Denmark stressed the importance of a collaborative unit which she has established.

“It’s no different than what doctors do with their patients. We all collaborate together. If I have a question, I don’t know the answer to, I’m going to contact a physician who might have the answer. That’s exactly what doctors do – they contact a specialist if they can’t solve the problem.”

For Denmark, the most important thing is to be able to treat the whole patient.

“We are a primary care clinic, and we treat from head to toe,” she said. “We do not run cattle through our clinic. We are going to take time to get to know our patients, educate them, and answer any questions they have. I’ve found that you get much better results by slowing down a little bit and explaining all the medications you prescribe, how they work together, and why it’s important that the patient take them. You get much better results when your patients understand, and they trust that you really care about them.”

Denmark opened her clinic eight years ago with an agreement with Wesley Health Systems in Hattiesburg. The county is now home to three nurse practitioners. Denmark noted that the medical community there works well together.

“None of the nurse practitioners here have a physician in the facility with us,” she said. “We are all in the community treating the people who live here.”

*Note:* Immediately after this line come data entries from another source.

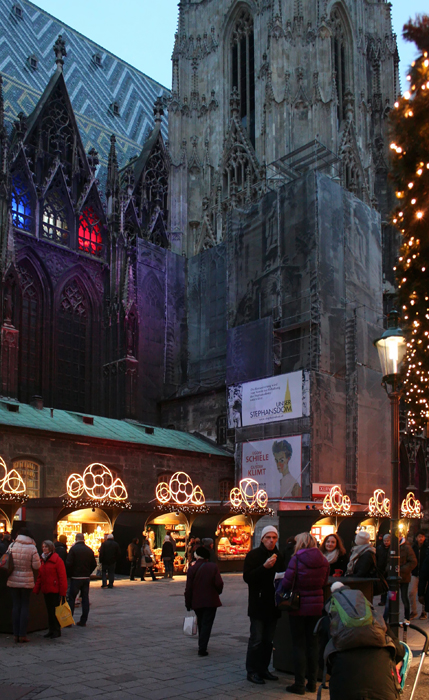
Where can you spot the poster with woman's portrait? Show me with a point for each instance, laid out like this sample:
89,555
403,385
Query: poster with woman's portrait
275,464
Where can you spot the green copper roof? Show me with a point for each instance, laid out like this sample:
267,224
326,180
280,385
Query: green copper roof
67,422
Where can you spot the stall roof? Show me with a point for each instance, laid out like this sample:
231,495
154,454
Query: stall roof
20,415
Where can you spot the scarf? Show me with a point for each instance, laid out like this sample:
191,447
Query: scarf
332,556
356,552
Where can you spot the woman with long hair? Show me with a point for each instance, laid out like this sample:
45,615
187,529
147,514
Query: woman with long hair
52,582
334,551
307,574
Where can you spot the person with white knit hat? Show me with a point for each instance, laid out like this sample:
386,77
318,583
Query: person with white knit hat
260,567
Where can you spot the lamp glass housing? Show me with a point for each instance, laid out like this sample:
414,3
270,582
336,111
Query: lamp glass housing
391,349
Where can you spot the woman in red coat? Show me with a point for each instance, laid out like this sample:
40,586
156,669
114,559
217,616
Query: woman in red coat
307,573
52,581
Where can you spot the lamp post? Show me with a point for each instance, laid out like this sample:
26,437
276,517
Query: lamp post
391,349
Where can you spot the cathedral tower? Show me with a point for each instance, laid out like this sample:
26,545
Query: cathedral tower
254,80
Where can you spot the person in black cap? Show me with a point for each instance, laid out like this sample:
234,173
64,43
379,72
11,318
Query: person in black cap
203,586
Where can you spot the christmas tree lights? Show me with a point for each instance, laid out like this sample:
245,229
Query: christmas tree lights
410,172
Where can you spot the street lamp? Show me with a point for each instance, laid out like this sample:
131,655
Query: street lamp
391,348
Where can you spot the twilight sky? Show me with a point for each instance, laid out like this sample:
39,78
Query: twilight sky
141,32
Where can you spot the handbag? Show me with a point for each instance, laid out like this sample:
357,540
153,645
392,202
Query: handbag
63,614
6,562
190,626
288,600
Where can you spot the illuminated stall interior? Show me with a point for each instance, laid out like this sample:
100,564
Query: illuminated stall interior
323,527
234,537
92,522
158,526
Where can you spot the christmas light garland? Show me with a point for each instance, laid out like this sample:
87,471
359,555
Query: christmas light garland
410,170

In September 2015, early in Denmark’s practice, she was contacted by the State Board of Medicine and informed that her collaborative physician who was a physician at Wesley Health Systems in Hattiesburg was outside the 15-mile radius of her clinic and she would have to close her doors.

“We had patients who could not get refills on their prescriptions because we had to close for three days all because the doctor who reviewed my charts retrospectively was too far from my clinic which he had never visited in person,” she said. “It was a nightmare.”

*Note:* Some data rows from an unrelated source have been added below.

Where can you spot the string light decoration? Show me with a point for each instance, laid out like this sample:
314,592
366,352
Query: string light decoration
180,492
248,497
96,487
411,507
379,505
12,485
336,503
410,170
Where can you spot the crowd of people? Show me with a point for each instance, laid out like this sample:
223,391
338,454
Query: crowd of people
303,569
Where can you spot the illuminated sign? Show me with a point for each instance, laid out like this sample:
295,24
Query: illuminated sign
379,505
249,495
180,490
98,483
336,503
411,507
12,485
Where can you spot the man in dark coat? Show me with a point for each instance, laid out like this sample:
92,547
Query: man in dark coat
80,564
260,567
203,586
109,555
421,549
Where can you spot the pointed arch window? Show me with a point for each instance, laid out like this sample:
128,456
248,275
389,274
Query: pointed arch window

Denmark’s attorney and her collaborative physician wrote letters to the board explaining that it was absolutely necessary for her clinic to open.

“They said that if anyone should be able to practice autonomously it was me,” she said.

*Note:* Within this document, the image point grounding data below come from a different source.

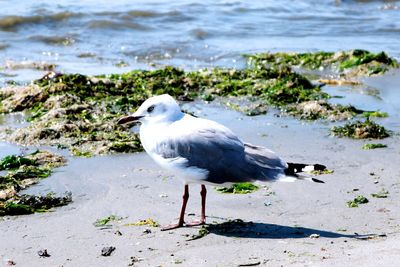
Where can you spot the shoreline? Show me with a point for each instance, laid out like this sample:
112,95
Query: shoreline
133,187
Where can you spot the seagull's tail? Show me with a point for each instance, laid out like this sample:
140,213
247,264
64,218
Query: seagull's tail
294,171
265,165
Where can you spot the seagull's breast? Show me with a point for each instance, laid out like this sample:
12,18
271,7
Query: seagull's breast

Denmark’s patients needed her, but she couldn’t see them.

“While we were waiting for an answer, my collaborating physician drove from Hattiesburg down to my clinic. He brought a cup of coffee and his laptop and set up in our front office so I could see patients,” she said.

As long as the physician was physically in the building, Denmark’s doors could open.

“He didn’t see patients. He didn’t have to do anything but physically be there.”

The Board of Medicine approved Denmark’s request and allowed her to open.

“I have a lot of respect for the physicians I work with,” she said. “But I should be able to have full practice, so I don’t ever have to be closed down again. That’s my biggest fear is that they are going to come down on us again at some point because of some rule change and we will have to shut down again. My patients can’t afford that and neither can I.”

Denmark works well with her collaborating physician, but she insists that she should have the freedom to practice with full authority.

“My physician reviews charts in retrospect. He gets paid to review 20 random patients’ charts each month and I’ve never had one that he has disagreed with my treatment,” she said.

Denmark’s physician is paid through the hospital.

“If I had to pay him on my own – to me, that’s a racket,” she said. “He’s not getting paid to make decisions. He’s getting paid to review charts retrospectively.

“There are nurse practitioners all over the state who are doing great things. We are stepping up and taking care of our state and we should be able to do that with full practice authority.”